Getty needs to cannibalize itself

I was interested in the stuff that Robert Scoble and Thomas Hawk have posted about meeting with Getty Images, the giant stock photography company, but not necessarily because I’m all that interested in photography (although I am). The interesting thing for me is how Getty — like a lot of other companies in different industries — is trying to find a way of transitioning its business from one model to another, effectively cannibalizing itself before others can do it.

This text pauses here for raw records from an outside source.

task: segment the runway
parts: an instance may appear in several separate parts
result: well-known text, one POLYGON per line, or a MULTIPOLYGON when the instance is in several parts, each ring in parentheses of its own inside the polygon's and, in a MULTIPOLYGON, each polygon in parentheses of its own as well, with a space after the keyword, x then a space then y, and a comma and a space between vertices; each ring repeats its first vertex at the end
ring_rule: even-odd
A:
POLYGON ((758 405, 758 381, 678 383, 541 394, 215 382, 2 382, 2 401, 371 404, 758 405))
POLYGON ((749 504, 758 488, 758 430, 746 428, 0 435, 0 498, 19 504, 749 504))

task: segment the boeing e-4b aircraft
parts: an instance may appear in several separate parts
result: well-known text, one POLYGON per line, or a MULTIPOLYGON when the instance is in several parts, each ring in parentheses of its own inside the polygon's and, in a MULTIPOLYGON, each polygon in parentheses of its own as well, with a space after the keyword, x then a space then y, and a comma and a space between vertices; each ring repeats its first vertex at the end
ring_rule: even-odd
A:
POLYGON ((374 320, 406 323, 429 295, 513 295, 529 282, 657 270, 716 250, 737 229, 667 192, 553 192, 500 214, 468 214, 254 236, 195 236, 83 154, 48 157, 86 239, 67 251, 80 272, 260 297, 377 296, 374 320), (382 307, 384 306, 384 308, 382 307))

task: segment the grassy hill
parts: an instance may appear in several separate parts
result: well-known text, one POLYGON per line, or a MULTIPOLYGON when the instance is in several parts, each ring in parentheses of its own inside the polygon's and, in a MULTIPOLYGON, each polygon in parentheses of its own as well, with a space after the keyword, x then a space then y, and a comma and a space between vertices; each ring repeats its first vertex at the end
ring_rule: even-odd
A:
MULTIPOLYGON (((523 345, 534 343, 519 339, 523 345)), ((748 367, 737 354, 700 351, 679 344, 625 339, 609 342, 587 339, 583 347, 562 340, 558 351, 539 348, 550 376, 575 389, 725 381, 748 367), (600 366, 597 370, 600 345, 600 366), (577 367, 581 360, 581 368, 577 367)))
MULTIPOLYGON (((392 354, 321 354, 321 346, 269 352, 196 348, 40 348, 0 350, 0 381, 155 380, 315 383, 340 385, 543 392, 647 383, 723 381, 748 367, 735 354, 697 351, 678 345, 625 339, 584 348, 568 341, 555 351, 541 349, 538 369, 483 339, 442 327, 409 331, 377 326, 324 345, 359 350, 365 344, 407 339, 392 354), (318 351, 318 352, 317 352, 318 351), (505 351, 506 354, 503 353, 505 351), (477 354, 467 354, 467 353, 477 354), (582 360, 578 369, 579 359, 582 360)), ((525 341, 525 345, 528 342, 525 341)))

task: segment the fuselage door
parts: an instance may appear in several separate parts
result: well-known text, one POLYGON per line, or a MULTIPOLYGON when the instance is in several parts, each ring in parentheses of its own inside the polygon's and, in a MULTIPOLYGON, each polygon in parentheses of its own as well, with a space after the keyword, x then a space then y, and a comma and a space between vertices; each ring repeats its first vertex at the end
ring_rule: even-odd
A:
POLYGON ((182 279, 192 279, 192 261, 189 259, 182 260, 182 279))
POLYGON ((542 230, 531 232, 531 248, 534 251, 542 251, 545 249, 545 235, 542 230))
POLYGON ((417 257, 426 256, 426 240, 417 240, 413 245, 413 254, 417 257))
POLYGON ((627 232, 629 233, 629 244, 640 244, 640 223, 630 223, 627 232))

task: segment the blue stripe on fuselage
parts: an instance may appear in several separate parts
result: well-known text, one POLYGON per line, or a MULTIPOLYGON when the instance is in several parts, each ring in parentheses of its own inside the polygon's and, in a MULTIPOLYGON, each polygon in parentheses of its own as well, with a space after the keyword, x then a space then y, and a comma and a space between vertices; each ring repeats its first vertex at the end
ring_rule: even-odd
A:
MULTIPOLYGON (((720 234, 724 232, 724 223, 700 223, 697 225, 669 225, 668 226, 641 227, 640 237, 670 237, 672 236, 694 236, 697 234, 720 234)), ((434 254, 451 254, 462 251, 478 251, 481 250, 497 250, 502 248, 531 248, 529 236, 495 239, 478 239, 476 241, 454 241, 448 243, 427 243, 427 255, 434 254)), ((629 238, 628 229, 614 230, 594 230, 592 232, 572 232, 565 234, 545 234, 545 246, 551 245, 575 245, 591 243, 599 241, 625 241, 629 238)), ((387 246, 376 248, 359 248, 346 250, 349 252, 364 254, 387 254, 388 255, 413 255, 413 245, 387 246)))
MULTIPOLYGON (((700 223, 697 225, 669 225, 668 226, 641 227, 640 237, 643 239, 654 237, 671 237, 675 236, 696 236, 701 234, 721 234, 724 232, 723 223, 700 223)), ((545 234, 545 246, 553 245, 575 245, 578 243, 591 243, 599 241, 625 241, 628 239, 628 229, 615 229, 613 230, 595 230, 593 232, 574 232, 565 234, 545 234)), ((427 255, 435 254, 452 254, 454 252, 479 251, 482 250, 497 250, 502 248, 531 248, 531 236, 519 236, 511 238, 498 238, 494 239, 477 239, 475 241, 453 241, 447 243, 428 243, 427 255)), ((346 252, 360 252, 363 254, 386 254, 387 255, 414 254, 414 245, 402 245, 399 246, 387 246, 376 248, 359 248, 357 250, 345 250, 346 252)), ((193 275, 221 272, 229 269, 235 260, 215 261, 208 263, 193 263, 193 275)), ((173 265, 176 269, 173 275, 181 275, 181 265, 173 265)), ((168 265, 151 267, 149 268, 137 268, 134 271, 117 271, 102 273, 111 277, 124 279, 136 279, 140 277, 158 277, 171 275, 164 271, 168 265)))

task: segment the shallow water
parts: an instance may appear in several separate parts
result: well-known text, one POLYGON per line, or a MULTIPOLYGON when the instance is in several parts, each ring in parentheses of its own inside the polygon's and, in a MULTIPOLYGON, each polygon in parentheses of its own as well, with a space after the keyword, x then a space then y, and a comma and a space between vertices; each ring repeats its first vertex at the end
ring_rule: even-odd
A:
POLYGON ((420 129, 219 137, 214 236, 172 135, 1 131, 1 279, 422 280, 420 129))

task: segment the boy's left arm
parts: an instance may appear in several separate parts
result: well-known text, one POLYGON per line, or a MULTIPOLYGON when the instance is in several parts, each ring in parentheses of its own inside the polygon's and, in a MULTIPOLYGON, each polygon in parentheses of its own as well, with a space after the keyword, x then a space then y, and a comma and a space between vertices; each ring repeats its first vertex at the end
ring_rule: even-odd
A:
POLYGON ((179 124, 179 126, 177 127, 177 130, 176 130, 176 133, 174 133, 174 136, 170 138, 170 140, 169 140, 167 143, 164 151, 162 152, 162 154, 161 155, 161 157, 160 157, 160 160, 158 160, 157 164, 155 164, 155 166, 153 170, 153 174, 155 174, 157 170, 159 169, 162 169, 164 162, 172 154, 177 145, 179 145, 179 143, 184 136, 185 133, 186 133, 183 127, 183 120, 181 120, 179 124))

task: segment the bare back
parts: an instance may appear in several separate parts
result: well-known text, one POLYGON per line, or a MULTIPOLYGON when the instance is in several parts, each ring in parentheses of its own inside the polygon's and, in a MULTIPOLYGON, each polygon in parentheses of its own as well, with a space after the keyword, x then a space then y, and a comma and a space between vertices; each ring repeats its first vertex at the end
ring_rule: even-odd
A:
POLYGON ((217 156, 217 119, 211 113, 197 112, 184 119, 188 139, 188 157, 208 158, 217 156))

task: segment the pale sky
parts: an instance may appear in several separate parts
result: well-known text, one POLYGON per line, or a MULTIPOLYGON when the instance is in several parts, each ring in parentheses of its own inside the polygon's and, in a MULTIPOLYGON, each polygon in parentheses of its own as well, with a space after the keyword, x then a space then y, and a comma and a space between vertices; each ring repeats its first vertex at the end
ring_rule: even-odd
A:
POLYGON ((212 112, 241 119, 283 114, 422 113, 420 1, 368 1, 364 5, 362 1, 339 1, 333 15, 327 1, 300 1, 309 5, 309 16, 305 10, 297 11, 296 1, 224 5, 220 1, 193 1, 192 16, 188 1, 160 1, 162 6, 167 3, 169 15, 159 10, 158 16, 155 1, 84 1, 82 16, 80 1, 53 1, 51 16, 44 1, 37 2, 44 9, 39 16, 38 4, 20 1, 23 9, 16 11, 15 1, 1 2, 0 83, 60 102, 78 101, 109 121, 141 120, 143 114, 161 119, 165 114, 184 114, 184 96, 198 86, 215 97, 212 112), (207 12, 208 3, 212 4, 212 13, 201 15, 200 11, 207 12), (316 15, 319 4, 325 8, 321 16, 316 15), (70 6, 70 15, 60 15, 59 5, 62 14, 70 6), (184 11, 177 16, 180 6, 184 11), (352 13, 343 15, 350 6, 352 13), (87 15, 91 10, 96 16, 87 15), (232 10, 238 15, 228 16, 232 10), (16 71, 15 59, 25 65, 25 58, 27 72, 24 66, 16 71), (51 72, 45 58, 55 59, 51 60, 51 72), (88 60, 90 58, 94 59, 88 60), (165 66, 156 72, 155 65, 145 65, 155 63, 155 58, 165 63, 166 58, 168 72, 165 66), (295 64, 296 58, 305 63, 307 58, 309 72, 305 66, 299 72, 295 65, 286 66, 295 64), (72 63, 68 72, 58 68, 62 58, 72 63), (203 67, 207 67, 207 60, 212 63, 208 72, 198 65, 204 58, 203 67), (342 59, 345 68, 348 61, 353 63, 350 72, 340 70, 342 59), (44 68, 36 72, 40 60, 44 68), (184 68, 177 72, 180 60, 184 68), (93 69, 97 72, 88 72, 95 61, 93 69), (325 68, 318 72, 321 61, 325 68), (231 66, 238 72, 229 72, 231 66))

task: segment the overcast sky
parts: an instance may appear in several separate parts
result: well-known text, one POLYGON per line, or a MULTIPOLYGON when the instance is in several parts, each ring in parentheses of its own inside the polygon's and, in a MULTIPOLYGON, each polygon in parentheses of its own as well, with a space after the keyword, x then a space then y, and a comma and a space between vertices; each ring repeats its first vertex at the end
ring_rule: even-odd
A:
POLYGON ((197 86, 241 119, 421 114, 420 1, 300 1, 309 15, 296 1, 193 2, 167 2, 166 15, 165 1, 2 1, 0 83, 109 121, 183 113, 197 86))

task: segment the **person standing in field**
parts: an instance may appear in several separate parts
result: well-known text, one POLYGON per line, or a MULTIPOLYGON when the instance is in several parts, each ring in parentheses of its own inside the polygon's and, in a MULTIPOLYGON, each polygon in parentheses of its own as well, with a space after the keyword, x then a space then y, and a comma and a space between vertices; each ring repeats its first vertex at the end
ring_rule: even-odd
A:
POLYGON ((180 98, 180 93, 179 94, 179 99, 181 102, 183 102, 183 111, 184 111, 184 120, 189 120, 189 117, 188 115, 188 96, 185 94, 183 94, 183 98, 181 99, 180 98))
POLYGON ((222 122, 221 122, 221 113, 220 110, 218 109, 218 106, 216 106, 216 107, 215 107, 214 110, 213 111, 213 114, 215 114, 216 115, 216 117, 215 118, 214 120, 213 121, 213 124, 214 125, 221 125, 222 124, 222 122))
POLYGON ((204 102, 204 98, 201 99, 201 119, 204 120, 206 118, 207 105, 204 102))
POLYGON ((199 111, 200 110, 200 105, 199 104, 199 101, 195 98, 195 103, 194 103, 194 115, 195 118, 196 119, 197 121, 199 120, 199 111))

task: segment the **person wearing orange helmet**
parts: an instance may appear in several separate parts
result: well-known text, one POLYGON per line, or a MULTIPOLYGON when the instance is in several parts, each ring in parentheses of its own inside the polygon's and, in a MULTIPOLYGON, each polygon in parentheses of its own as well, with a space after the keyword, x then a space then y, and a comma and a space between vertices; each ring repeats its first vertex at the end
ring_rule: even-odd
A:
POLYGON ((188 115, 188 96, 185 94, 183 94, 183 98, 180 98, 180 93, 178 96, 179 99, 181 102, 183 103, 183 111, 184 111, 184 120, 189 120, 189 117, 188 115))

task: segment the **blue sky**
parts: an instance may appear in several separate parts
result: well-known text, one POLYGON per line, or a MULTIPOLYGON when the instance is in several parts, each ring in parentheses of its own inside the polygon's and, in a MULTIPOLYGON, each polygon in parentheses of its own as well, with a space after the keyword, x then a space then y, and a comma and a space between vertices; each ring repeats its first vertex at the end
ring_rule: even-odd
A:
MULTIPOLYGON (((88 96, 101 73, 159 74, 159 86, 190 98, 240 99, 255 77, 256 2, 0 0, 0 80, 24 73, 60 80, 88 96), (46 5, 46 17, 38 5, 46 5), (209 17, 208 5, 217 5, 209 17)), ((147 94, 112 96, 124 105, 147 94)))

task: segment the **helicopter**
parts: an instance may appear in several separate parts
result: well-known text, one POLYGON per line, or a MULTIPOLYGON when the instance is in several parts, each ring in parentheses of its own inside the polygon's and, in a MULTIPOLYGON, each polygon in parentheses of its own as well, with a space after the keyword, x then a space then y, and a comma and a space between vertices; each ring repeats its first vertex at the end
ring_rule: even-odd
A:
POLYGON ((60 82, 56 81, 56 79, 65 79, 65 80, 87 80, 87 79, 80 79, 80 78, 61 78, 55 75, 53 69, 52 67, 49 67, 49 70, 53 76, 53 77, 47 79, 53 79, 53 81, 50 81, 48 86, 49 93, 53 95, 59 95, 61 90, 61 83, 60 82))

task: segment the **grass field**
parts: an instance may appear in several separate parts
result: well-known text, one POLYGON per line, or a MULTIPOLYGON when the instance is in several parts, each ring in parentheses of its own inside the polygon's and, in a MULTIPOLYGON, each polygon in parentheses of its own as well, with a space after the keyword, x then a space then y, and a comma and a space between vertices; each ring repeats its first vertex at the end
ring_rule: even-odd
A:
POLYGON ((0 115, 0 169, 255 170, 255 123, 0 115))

Scoble mentions how people such as Thomas (or whatever his real name is) and services such as Flickr and Zooomr are a threat to Getty, and they are — although not so immediate a threat that you can draw a direct line between the disappointing financial results the company reported and the rise of consumer photo-sharing sites. And Getty essentially tried to build a bridge between its old business and a new one by acquiring Calgary-based iStockphoto, one of the largest Web-based stock photo services out there (it recently added video as well).

getty images

Getty’s business, like that of competitor Corbis (owned by Bill Gates) consists mostly of high-quality, hard-to-come-by photos of celebrities and events, used in glossy, high-quality magazines, and for those the company gets paid anywhere from hundreds to thousands of dollars, depending on use. iStockphoto.com, by contrast, sells photos for as little as $1. And it does big business with small and medium-sized publications, Web sites and so on, with photos for $10 or $50 or $100.

In effect, Getty is hoping that owning iStockphoto can expand its business rapidly enough that it can counterbalance the decline in those hundred or thousand-dollar photo jobs, and prevent the recent financial pressure from becoming a sustained downturn. Other companies will have to find ways of doing the same in their industries, as James Robertson points out.